Litigants long have had the option of resolving disputes completely outside the court system through binding arbitration before a private judge or panel of judges who usually are attorneys. The Alternate Trial Program, which requires that lawsuits first be filed with the district court in the appropriate jurisdiction, offers additional options and safeguards.
Unlike traditional arbitrations, alternate trials may be decided by juries. Supreme Court rules require that the judges be former district court judges, supreme court justices or attorneys trained as judges for the judiciary’s Short Trial program.
Additionally, participants in alternate trials have the right to appeal the verdict to the Supreme Court, just like cases decided through the traditional court system.

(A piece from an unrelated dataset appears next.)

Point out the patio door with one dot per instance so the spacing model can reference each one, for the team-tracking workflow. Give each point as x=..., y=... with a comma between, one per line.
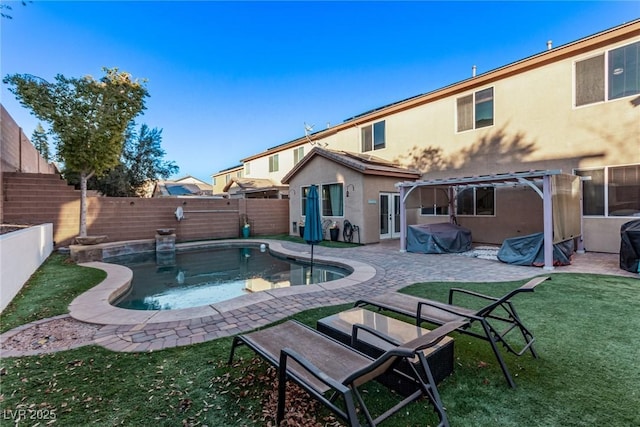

“For years, the Nevada Supreme Court has advocated alternate dispute resolution through court-authorized arbitrations, settlement conferences or short trials,” Chief Justice Ron Parraguirre said. “The Alternate Trial Program provides litigants with simply another tool to help resolve their disputes.”
The Alternate Trial Program applies to all categories of civil cases.
Under the alternate trial rules:
• All litigants must agree to the format and the cost sharing.
• Alternate trials will be held in mock courtrooms at local law firms or at other facilities agreed to by the parties.
• Recruitment of jurors, if they are requested, is the responsibility of the alternate
• All relevant documents are filed with the district court clerk and are public record. Litigants pay the normal filing fee to file the court documents.
• Alternate trials are open to the public.